Headphone jacks are Not the new floppy drive - fuzzywalrus
http://blog.greggant.com/posts/2016/06/22/modularity.html
======
jshevek
If I remember correctly, the very first android phone had only a mini USB port
and required a dongle to use a 3.5mm audio port. This was almost a decade ago,
and this struck me as a terrible design choice. The latest Moto phone does the
same (with USB C instead mini USB).

If manufacturers are going to phase out barrel connectors for audio, they
should do two things:

1) Use a single universal port standard, like USB Type C

2) Provide TWO of these ports. I want to charge my phone while playing music.
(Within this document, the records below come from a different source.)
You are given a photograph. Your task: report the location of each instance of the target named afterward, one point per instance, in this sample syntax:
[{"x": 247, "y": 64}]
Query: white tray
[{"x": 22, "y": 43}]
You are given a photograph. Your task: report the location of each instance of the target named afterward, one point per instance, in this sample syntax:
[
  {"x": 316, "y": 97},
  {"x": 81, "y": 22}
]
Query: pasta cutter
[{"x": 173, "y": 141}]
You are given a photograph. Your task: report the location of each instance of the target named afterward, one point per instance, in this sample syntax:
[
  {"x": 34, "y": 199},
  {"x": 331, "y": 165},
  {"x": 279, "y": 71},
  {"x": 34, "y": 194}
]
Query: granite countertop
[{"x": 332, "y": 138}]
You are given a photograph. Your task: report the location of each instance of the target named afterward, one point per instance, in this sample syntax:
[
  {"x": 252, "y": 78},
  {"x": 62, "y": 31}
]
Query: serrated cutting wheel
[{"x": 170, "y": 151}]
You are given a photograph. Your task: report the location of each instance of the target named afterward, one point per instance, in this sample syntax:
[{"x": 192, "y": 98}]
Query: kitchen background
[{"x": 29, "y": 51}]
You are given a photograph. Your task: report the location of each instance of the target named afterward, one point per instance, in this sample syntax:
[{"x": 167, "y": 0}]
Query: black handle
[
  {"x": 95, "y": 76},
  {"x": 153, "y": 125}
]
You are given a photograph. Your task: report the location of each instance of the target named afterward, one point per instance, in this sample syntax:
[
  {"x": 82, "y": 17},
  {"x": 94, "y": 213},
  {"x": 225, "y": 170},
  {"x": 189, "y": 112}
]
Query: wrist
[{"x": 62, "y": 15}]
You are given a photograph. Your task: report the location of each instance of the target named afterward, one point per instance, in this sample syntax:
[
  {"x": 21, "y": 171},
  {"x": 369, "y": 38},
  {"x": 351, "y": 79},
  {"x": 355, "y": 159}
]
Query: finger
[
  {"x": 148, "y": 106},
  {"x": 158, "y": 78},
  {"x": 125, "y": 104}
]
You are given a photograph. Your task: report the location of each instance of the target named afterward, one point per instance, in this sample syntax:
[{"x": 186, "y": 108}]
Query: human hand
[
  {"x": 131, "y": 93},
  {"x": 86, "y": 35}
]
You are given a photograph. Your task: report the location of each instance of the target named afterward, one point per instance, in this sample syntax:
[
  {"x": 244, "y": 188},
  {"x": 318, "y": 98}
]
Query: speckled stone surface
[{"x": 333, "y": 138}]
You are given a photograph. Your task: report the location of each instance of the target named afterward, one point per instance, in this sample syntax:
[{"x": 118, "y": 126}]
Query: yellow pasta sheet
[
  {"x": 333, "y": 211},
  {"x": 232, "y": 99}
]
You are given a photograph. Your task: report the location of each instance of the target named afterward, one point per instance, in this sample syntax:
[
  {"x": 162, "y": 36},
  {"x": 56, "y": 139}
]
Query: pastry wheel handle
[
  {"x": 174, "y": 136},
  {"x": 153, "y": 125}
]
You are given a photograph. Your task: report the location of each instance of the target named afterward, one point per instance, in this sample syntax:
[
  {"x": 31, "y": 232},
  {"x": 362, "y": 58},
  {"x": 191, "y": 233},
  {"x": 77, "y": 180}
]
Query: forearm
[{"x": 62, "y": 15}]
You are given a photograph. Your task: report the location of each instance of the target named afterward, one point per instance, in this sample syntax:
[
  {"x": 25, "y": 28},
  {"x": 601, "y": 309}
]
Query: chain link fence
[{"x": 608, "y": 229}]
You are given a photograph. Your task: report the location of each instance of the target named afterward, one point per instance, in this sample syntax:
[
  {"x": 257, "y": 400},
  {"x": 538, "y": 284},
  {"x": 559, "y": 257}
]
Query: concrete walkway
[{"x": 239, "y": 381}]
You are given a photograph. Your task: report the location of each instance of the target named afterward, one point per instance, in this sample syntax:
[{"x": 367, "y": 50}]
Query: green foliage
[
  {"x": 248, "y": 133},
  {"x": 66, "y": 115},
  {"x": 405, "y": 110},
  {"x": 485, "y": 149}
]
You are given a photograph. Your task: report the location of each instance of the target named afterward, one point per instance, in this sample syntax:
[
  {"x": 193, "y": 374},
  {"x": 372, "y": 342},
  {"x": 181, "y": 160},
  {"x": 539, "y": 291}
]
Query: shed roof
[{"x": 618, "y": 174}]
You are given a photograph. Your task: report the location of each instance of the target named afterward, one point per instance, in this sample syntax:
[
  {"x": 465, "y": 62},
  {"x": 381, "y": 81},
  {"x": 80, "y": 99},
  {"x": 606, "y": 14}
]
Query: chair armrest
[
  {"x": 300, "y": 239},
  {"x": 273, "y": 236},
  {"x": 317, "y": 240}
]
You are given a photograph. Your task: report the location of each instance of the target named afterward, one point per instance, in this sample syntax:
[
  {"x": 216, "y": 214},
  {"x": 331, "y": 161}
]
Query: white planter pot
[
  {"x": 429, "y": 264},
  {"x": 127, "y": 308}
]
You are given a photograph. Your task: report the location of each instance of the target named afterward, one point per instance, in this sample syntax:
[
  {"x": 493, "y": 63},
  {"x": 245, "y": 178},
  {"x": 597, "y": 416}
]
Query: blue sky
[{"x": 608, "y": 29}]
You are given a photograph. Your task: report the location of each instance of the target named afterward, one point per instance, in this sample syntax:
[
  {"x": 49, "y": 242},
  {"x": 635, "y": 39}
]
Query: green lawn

I know its unlikely, but I would rather Apple switch from lightening to USB
Type C if they are going to abandon the 3.5mm port.

------
justaaron
agreed. Audio people will never accept some Apple(or other company)-driven
non-standardized port for what everyone knows is a basic differential
unbalanced output/input.

It's like making an electric guitar without a 1/4" jack... sure, you can, but
you will be unable to tap into the world of effects pedals, amplifiers, pre-
amps, and the rest of the guitar gear eco-system.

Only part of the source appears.